Je kunt nu op drie manieren de nulpunten van de grafiek van `f` berekenen. Doe dit eerst door het functievoorschrift dat je bij a hebt gevonden te gebruiken.
Bereken de nulpunten ook met behulp van de abc-formule.
Ten slotte kun je gebruikmaken van ontbinden in factoren.
Bereken de nulpunten nog eens op deze manier.
Los de vergelijkingen algebraïsch op. Rond waar nodig af op twee decimalen.
`x^2-3 x-13 =0`
`1/3x^2+10 x+1 =0`
`2 x^2-5 x=x`
`2 x^2-12 x=text(-)18`
`x^2-5 x+10 = 0`
`x(x-1 )=12`
`5 -1/3x^2=1`
`x-5 x^2=3`
Gegeven is de functie `f(x)=x^2+kx+5` , waarin `k` een nog onbekende constante is.
Voor welke waarde van `k` gaat de grafiek van `f` door het punt `(2, 7)` ?
Voor welke waarde(n) van `k` ligt de top van de parabool op de `y` -as?
Voor welke `k` ligt de top van de parabool op de `x` -as?
Voor welke waarden van `k` ligt de top van de grafiek van `f` op de lijn `y=4` ?
De grafiek van de kwadratische functie `f(x)=ax^2+bx+c` gaat door de punten `P(0, 3)` , `Q(2, 7)` en `R(4, 12)` .
Van welke constante `a` , `b` , of `c` weet je nu direct de waarde?
Stel het functievoorschrift van `f` op.
De lijn `y=p` snijdt de kwadratische functie in één punt. Bereken de waarde van `p` .

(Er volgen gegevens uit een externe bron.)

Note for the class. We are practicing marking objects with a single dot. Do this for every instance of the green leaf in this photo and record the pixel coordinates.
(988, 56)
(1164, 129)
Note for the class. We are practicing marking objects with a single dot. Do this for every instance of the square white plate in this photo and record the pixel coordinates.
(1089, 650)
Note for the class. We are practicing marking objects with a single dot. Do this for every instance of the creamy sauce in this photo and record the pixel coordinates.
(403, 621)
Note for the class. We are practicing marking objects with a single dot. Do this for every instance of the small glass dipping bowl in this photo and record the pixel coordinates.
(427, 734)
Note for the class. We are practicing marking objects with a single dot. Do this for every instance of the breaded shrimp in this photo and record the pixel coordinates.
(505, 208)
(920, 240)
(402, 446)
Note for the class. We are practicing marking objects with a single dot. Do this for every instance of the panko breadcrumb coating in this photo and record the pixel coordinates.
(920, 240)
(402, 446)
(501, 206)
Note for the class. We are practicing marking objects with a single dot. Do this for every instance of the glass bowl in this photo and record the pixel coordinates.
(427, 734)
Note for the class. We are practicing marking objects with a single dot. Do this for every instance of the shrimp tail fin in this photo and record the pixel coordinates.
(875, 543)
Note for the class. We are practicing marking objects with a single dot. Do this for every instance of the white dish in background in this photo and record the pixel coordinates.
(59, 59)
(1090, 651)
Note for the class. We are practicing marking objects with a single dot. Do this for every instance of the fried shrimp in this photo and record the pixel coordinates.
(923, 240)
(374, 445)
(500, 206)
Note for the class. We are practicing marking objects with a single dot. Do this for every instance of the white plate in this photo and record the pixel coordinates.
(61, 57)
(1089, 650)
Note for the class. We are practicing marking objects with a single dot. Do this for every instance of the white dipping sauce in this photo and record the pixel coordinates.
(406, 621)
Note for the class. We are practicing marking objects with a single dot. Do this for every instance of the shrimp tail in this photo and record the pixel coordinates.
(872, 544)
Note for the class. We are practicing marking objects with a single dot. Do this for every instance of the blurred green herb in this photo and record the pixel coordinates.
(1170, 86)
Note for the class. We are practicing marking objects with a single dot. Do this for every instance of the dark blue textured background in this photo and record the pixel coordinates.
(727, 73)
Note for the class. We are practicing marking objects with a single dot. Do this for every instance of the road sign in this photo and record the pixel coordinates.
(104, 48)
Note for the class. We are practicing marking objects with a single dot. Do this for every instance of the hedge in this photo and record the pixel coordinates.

Gegeven zijn de functies `f` en `g` met `f(x)=px^2+6 x+2p` en `g(x)=6 -x` .
Neem `p=2` en bereken de nulpunten en de top van de grafiek van `f` .
Voor welke exacte waarden van `p` heeft de grafiek van `f` precies één punt met de `x` -as gemeen?
Hoe vaak snijdt de grafiek van `f` de `x` -as als `p=3` ?
Hoe vaak snijdt de grafiek van `f` de `x` -as als `p=5` ?
Voor welke exacte waarden van `p` hebben de grafieken van `f` en `g` precies één snijpunt? Rond af op twee decimalen.